Das B85 Pro4 hat 2 Anschlüsse 4-Pin mit PWM-Regelung für Gehäuselüfter (CHA_FAN1, CHA-Fan2) und 1 Anschluss 3-Pin ohne Regelung für einen Netzteil-Lüfter (PWR_FAN). 
Die mitgelieferten 3-Pin-Lüfter des Gehäuse wirst du damit nicht regeln können, d.h., die Lüfter würden immer auf max. Drehzahl laufen.
Also entweder die 120er Lüfter gegen PWM-Modelle tauschen und den 200er Lüfter mittels 9V-Adapter auf mittlere Drehzahl drosseln oder eine Lüftersteuerung kaufen (Bitfenix Recon o.ä.)


----------



## OlegT (26. August 2015)

*AW: Wie viele Lüfter kann ich an mein Mainboard anschließen?*

Mit welcher Drehzahl sie laufen ist mir relativ egal solange ALLE Lüfter laufen ist alles gut ^^. Nur um jetzt ganz sicher zu gehen - Würden alle Lüfter laufen?


----------



## Maddrax111 (26. August 2015)

*AW: Wie viele Lüfter kann ich an mein Mainboard anschließen?*

Ich habe selber das B85M Pro 4. Bei dem geht Voltage Control nicht. Man kann nur pro Lüfteranschluss 5 Profile einstellen auf wie viel Prozent der Lüfter bei so und so viel Grad laufen sollen.


----------



## Malkolm (26. August 2015)

*AW: Wie viele Lüfter kann ich an mein Mainboard anschließen?*

Mittels Y-Kabeln kannst du die Zahl der Lüfter deutlich erhöhen. Jeder 3/4 Pin Anschluß ist für 1A ausgelegt, je nach Lüfter sind also 3-5 pro Anschluß machbar.


----------



## -Shorty- (26. August 2015)

*AW: Wie viele Lüfter kann ich an mein Mainboard anschließen?*



Fafafin schrieb:


> Das B85 Pro4 hat 2 Anschlüsse 4-Pin mit PWM-Regelung für Gehäuselüfter (CHA_FAN1, CHA-Fan2) und 1 Anschluss 3-Pin ohne Regelung für einen Netzteil-Lüfter (PWR_FAN).
> Die mitgelieferten 3-Pin-Lüfter des Gehäuse wirst du damit nicht regeln können, d.h., die Lüfter würden immer auf max. Drehzahl laufen.
> Also entweder die 120er Lüfter gegen PWM-Modelle tauschen und den 200er Lüfter mittels 9V-Adapter auf mittlere Drehzahl drosseln oder eine Lüftersteuerung kaufen (Bitfenix Recon o.ä.)
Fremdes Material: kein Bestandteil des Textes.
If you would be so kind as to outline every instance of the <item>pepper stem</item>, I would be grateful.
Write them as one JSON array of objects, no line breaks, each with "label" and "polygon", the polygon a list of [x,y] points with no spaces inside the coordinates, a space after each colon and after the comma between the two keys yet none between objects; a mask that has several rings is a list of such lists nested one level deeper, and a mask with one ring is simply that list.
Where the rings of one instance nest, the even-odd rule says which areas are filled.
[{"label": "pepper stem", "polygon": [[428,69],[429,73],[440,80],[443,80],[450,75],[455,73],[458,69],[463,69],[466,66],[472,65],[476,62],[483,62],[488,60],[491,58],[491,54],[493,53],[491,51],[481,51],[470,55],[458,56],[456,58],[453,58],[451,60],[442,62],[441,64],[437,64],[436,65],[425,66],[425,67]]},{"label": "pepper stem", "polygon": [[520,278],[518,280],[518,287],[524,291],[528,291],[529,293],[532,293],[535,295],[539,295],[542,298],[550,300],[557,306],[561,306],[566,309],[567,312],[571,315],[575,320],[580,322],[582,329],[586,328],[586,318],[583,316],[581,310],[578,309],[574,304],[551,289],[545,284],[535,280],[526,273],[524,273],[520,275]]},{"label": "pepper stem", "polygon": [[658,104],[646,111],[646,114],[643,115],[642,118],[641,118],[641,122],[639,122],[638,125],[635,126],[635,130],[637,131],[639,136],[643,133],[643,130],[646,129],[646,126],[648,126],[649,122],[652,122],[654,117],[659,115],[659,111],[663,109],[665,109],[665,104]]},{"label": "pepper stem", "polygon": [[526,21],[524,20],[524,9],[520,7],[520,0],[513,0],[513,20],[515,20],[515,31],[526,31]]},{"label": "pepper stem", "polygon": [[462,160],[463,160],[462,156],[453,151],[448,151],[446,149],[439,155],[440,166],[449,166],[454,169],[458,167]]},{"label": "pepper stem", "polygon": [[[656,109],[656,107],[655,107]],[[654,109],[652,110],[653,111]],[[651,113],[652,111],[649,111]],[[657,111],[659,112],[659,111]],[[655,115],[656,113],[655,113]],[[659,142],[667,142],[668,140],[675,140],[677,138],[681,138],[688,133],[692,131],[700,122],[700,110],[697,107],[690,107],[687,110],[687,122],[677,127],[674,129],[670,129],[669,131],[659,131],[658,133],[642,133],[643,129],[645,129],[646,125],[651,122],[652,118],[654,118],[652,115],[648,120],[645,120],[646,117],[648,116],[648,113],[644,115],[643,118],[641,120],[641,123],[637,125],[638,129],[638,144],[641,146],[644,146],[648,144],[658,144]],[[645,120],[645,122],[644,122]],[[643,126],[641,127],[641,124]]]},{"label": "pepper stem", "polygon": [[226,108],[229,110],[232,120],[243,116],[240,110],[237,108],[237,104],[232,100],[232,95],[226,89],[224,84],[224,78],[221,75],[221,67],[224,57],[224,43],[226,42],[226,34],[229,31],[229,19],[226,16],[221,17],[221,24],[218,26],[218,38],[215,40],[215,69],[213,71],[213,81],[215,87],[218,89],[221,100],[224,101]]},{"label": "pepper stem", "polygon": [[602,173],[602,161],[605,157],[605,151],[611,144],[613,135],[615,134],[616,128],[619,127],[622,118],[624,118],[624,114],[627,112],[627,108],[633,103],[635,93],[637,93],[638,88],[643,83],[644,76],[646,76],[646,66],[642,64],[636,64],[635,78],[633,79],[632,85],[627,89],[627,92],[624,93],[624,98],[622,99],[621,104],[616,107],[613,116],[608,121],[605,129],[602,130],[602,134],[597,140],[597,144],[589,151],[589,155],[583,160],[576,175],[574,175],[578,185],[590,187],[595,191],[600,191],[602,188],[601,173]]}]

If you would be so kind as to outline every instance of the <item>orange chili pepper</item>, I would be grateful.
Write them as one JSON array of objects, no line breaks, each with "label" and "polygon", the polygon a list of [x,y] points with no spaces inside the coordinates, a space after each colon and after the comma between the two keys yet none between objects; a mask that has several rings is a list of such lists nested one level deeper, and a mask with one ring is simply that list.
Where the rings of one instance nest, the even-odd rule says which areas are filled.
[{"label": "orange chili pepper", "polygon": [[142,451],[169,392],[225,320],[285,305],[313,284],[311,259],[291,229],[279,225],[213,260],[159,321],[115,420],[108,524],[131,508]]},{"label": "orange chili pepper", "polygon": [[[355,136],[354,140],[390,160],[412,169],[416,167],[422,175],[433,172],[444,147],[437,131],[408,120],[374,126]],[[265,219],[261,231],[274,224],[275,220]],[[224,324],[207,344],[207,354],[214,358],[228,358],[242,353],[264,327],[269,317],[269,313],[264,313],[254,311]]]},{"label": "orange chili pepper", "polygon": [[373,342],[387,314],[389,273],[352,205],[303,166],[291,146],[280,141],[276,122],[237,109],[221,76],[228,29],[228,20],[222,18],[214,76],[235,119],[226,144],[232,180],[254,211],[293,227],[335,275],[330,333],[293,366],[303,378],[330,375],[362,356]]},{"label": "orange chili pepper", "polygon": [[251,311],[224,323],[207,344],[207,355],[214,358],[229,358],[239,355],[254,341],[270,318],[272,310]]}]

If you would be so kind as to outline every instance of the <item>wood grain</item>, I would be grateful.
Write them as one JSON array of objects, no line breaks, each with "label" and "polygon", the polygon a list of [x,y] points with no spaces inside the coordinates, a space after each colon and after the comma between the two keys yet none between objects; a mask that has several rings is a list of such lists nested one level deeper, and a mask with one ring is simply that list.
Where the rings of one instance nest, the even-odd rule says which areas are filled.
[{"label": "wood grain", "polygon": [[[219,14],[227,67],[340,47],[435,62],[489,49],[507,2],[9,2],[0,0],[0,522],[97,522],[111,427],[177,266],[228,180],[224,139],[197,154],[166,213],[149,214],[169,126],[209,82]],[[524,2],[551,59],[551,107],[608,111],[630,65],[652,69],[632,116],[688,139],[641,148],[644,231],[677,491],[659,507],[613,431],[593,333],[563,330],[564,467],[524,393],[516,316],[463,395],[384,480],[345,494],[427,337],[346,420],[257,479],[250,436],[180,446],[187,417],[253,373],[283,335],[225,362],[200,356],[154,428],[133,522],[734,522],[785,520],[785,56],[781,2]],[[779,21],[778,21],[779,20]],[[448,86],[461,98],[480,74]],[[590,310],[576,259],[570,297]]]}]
Oder die integrierte Lüftersteuerung vom Gehäuse nutzen, welche meist eh über Molex Stecker angeschlossen werden. Leider kann ich nicht in Erfahrung bringen wieviele Anschlüsse die Steuerung mit bringt. Vermute mal 3-4  "3-Pin"- Anschlüsse, eher 3 bei Corsair üblich.



Malkolm schrieb:


> Mittels Y-Kabeln kannst du die Zahl der Lüfter  deutlich erhöhen. Jeder 3/4 Pin Anschluß ist für 1A ausgelegt, je nach  Lüfter sind also 3-5 pro Anschluß machbar.



Würde pauschal nur 2 Lüfter pro Anschluss empfehlen.


----------



## Dr Bakterius (26. August 2015)

*AW: Wie viele Lüfter kann ich an mein Mainboard anschließen?*

Die beiden Frontlüfter kann man an einen Anschluss betreiben ( sollten ja eh gleiche Drehzahl haben ) und am anderen Port den rückwärtigen Lüfter


----------